Ghana: Anti-LGBTQ+ Bill Dead But May Return
The draconian Anti-LGBTQ+ Bill passed by Ghana’s Parliament in 2024 has been declared void by the country’s new president, John Mahama, though it may resurface in the future.
Titled the Human Sexual Rights and Family Values Bill, the legislation was introduced as a private members’ bill and approved by Parliament in February 2024. Then-President Nana Akufo-Addo refused to sign the bill into law, citing two court challenges. These were dismissed by Ghana’s Supreme Court later that year.

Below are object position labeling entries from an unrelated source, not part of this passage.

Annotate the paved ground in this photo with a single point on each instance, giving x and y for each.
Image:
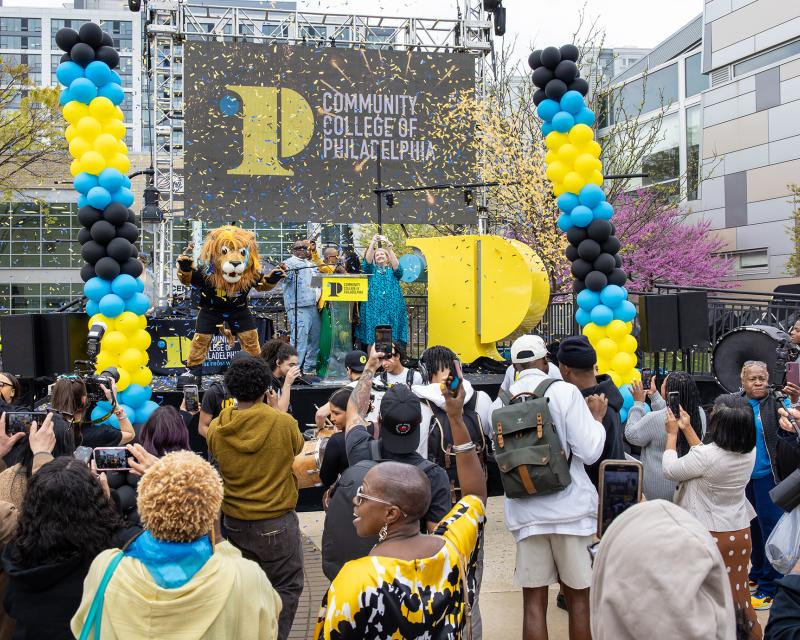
(501, 601)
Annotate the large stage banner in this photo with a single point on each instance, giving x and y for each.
(294, 133)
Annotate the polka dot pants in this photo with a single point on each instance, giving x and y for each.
(735, 547)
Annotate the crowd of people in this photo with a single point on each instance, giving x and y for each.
(209, 545)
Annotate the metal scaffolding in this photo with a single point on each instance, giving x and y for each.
(170, 23)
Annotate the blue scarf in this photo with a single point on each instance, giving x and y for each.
(171, 564)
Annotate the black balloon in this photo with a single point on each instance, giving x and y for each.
(550, 57)
(569, 52)
(128, 231)
(576, 235)
(542, 76)
(119, 249)
(555, 89)
(580, 85)
(87, 272)
(567, 71)
(132, 268)
(67, 38)
(103, 232)
(580, 268)
(599, 230)
(108, 55)
(588, 250)
(604, 263)
(107, 268)
(596, 281)
(618, 277)
(82, 53)
(91, 34)
(92, 251)
(611, 245)
(116, 214)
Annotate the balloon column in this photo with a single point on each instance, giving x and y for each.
(574, 167)
(90, 99)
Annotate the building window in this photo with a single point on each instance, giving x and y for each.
(693, 134)
(696, 80)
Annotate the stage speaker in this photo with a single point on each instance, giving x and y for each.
(22, 351)
(63, 340)
(658, 316)
(693, 319)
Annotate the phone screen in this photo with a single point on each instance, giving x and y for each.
(621, 489)
(111, 459)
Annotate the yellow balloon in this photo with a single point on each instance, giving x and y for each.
(119, 162)
(74, 111)
(581, 134)
(78, 146)
(102, 108)
(93, 162)
(89, 127)
(574, 182)
(616, 329)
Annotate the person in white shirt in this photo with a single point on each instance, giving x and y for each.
(553, 532)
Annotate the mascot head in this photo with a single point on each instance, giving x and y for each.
(232, 255)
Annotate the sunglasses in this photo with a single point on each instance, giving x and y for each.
(361, 496)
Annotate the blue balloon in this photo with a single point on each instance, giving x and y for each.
(603, 211)
(83, 90)
(111, 179)
(113, 92)
(123, 195)
(98, 197)
(68, 71)
(138, 303)
(626, 311)
(563, 122)
(96, 288)
(587, 299)
(547, 109)
(124, 286)
(585, 116)
(567, 202)
(602, 315)
(613, 295)
(84, 182)
(112, 305)
(99, 73)
(582, 216)
(572, 102)
(583, 317)
(591, 195)
(564, 222)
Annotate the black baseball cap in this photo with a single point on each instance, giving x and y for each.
(401, 415)
(356, 361)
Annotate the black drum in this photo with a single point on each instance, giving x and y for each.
(755, 342)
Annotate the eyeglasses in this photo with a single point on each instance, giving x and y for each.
(361, 496)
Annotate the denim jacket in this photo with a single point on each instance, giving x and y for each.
(306, 295)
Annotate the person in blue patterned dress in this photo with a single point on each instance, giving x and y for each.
(386, 304)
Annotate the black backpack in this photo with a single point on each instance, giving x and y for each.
(440, 442)
(340, 542)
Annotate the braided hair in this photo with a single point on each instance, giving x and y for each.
(684, 384)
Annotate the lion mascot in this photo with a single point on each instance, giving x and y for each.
(233, 267)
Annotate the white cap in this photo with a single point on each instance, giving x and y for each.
(528, 348)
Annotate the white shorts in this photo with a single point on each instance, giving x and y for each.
(545, 559)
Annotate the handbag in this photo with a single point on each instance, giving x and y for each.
(95, 616)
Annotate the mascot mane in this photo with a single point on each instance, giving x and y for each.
(233, 238)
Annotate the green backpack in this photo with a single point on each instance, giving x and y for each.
(527, 448)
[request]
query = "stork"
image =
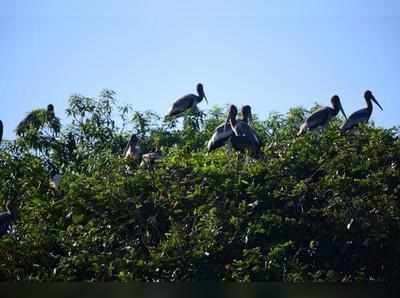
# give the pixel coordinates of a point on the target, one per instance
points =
(5, 220)
(223, 133)
(150, 158)
(131, 150)
(362, 115)
(187, 102)
(37, 118)
(321, 117)
(1, 131)
(243, 135)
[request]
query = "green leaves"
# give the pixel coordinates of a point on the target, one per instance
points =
(195, 215)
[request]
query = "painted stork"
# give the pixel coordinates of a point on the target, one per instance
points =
(5, 220)
(321, 117)
(37, 118)
(187, 102)
(223, 133)
(131, 150)
(243, 135)
(150, 158)
(1, 131)
(362, 115)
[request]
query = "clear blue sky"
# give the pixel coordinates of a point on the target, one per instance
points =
(270, 54)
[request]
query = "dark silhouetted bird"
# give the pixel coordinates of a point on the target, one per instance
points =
(362, 115)
(6, 219)
(38, 119)
(243, 135)
(223, 132)
(1, 131)
(321, 117)
(131, 150)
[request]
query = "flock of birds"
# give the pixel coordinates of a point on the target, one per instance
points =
(238, 133)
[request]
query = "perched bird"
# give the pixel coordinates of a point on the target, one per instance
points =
(56, 180)
(321, 117)
(1, 131)
(362, 115)
(187, 102)
(150, 158)
(5, 220)
(243, 135)
(131, 150)
(223, 133)
(37, 119)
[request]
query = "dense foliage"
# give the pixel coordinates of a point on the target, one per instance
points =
(320, 207)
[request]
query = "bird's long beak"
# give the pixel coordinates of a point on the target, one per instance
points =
(375, 101)
(342, 110)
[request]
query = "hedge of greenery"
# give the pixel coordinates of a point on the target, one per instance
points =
(320, 207)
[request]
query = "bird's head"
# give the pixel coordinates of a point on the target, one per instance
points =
(369, 96)
(133, 140)
(246, 113)
(231, 116)
(335, 100)
(200, 91)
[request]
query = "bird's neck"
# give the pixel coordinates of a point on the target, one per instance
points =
(335, 110)
(369, 105)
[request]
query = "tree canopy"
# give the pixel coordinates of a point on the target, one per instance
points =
(319, 207)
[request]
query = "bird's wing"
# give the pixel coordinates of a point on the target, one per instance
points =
(182, 104)
(355, 118)
(320, 117)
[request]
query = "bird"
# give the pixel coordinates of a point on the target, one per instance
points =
(5, 220)
(223, 133)
(362, 115)
(187, 102)
(131, 150)
(1, 131)
(321, 117)
(37, 119)
(243, 135)
(150, 158)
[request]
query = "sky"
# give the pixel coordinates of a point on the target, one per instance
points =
(273, 55)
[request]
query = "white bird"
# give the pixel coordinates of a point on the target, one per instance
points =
(321, 117)
(187, 102)
(362, 115)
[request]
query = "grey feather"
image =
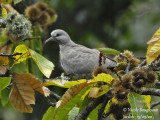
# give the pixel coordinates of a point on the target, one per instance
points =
(77, 59)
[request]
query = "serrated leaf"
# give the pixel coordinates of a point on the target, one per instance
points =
(22, 94)
(4, 13)
(35, 84)
(23, 50)
(4, 96)
(49, 114)
(43, 64)
(73, 113)
(109, 51)
(6, 1)
(71, 102)
(153, 50)
(4, 82)
(67, 84)
(139, 106)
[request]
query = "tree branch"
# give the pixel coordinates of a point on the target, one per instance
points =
(93, 104)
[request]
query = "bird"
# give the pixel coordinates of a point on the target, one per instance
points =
(77, 59)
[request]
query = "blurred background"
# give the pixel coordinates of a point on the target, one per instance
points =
(118, 24)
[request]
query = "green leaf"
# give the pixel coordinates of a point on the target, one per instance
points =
(109, 51)
(67, 84)
(23, 50)
(5, 96)
(139, 107)
(94, 114)
(4, 13)
(6, 1)
(49, 114)
(73, 113)
(107, 106)
(103, 77)
(4, 82)
(69, 105)
(43, 64)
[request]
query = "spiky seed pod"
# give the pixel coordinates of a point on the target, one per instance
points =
(100, 70)
(42, 6)
(126, 81)
(117, 83)
(151, 76)
(51, 12)
(120, 93)
(134, 63)
(120, 58)
(32, 12)
(44, 18)
(121, 66)
(139, 80)
(17, 26)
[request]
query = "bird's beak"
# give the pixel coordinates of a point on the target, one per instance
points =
(49, 39)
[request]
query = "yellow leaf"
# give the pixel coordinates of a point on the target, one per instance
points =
(22, 94)
(56, 82)
(43, 64)
(4, 13)
(153, 50)
(4, 61)
(64, 83)
(102, 90)
(71, 93)
(103, 77)
(23, 50)
(36, 84)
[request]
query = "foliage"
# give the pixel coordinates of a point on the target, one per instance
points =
(126, 82)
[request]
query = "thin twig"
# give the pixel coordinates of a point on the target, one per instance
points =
(7, 43)
(151, 91)
(29, 38)
(155, 104)
(143, 63)
(157, 83)
(92, 105)
(101, 111)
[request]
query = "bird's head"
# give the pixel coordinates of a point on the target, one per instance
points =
(59, 36)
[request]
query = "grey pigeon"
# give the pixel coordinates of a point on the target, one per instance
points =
(77, 59)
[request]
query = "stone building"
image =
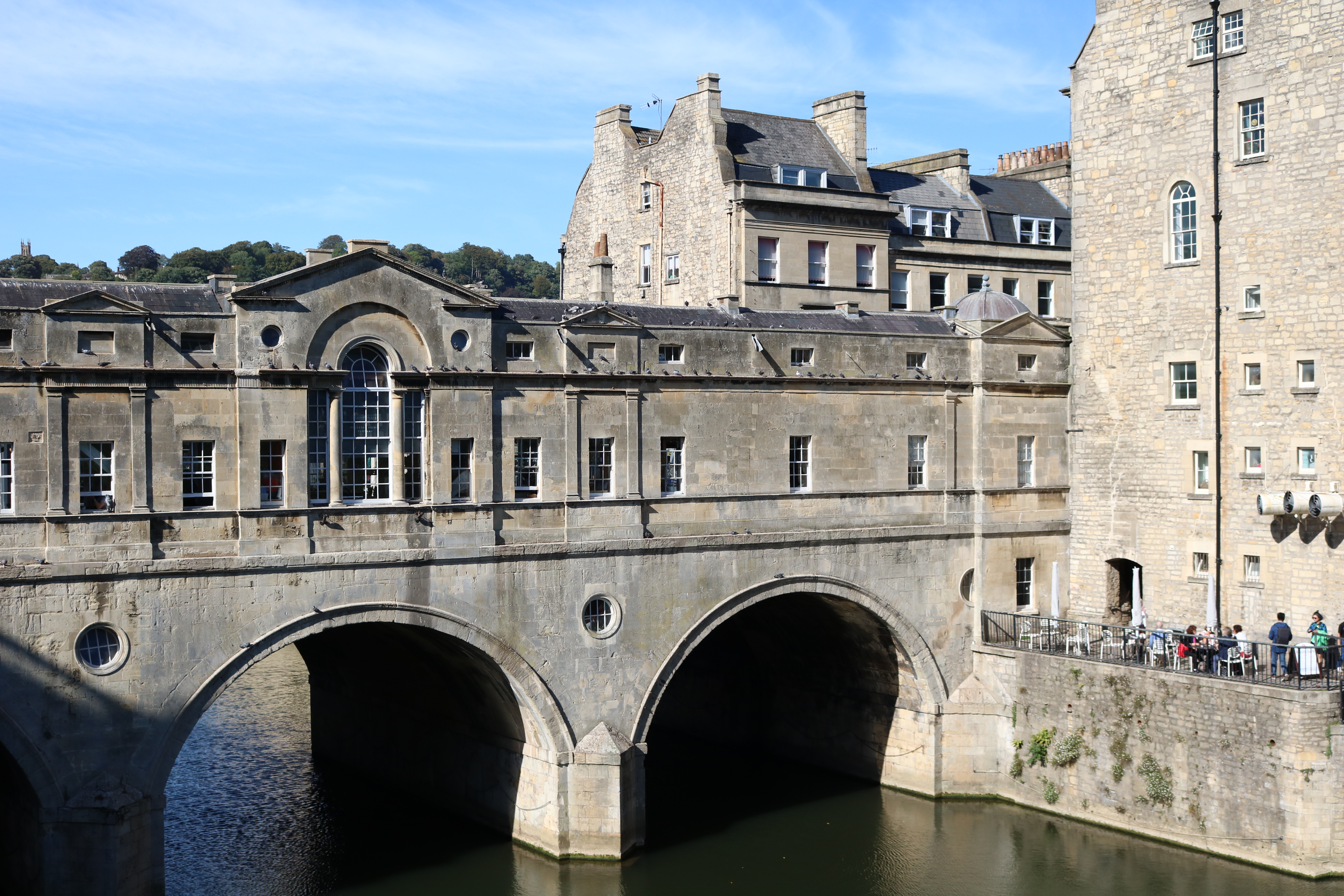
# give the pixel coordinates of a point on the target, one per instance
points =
(783, 213)
(1146, 459)
(552, 520)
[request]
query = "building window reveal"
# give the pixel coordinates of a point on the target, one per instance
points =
(272, 472)
(671, 454)
(600, 468)
(198, 475)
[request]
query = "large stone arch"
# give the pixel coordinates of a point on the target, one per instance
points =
(929, 680)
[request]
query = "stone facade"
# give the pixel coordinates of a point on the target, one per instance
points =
(1143, 125)
(436, 570)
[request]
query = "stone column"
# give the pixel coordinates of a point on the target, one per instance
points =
(140, 448)
(58, 457)
(396, 448)
(334, 439)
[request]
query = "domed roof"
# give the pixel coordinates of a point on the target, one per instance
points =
(989, 306)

After losing the December 7 national election to Mahama, Akufo-Addo left the contentious legislation unresolved. In a meeting with religious leaders during his first week in office, the new president confirmed that the bill, in its current form, has expired.
“The convention is that all bills that are not assented to before the expiration of the life of Parliament expire. And so that bill effectively is dead,” Mahama told the leaders, as reported by Modern Ghana.
“I don’t know what the promoters of the bill intend to do but I do think that we should have a conversation on it again so that all of us if we decide to move the bill forward we move forward with consensus,” he added.
He suggested, however, that the legislation might not be necessary, advocating instead for a focus on education.
“If we are teaching our values in school, we won’t need to pass a bill to enforce our family values. That’s why I think more than even the Family Values Bill is as agreed on a curriculum that inculcates these values into our children as they are growing up so that we don’t need to legislate it,” Mahama explained.
Despite Mahama’s comments, supporters of the bill remain defiant. Bernard Ahiafor, MP and First Deputy Speaker of Parliament, vowed during an appearance on Joy News TV’s The Probe that the bill would be reintroduced.
“Under President John Dramani Mahama, under the 9th Parliament, the LGBTQ bill will be passed and assented to,” he asserted.
Ahiafor did not confirm whether the bill would return as a government-sponsored initiative or a private members’ bill, nor did he provide a timeline for its reintroduction.
While same-sex intimacy is already illegal in Ghana, originally under colonial-era laws, the Human Sexual Rights and Family Values Bill would have significantly escalated the persecution of LGBTQ+ individuals and their supporters.
It proposed prison sentences of up to five years for same-sex intimacy and up to 10 years for advocating for LGBTQ+ rights. The legislation also targeted individuals who provide or undergo gender-affirming surgery, as well as landlords renting properties to LGBTQ+ individuals, who could face up to six years in prison.
For now, the bill’s future remains uncertain, leaving the beleaguered LGBTQ+ community in Ghana on edge about what may come next.